Mary Jo Horton, Memorial Health’s manager of therapy for behavioral health, says the unfamiliarity of the novel coronavirus and COVID-19 symptoms can make someone feel like they’re having a mental health crisis if they’re experiencing issues no one else has talked about.

“What this has taught us from a mental health perspective is, for people who are not sick, are we teaching people how to be attuned with our emotions? Are we asking ourselves how we’re feeling each day? Are we aware of what to do with our feelings? Do we know how to manage our anxiety and our depressive symptoms?” Horton told WSAV NOW.

“Taking the time to learn how to experience, express and process our emotions when we’re healthy will almost provide us those protective factors in case we do get COVID-19 because then we know how to handle ourselves,” she said.

“I think too often, it’s not an area that is naturally taught or not considered a strength to know how to deal with our mental health, so really practicing ways of processing emotions now will really help us when we’re in those times when we’re [facing] unknown medical conditions,” she added.

The behavioral health expert says taking concrete steps to care for physical health can have a positive effect on mental health.

“It starts with the simple things; are we sleeping, are we drinking water, are we taking our medicine, are we nourishing our body?” Horton said.

Seemingly small tasks like reading and doing some exercise while in quarantine can help, she says.

“Our mind and body are tied together so closely because we’re one complete person, and the more that we can do for our physical health, it’s really going to impact our mental health,” Horton said.
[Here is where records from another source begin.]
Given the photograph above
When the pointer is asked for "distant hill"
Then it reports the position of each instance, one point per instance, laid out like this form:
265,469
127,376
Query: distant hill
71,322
Something that helped Touré cope, he shares, is working to understand what was causing his alternative symptoms. 

“[I was] curious as to why this was happening; why am I sweating? Why am I having this insomnia? What’s going on with that?” he said.

By doing some research, the answers began coming to him, he said. 

“That helped with regard to me not knowing that these are symptoms that they don’t talk about,” Touré said, adding, “but I need to handle these symptoms.”

For people that have gone through similar experiences during a COVID-19 infection, Touré says it’ll be “a fight,” but it’s worth it to reach out to someone for help if needed.

“Even if it’s not a coworker or friend, go online, make a phone call to get in [touch with] those mental health providers that can try to help walk you through some of this,” he said.

“It becomes essential that you reach out because that will become a part of that lingering impact,” he added. “It’s about the fight to be whole again, as best as you possibly can.”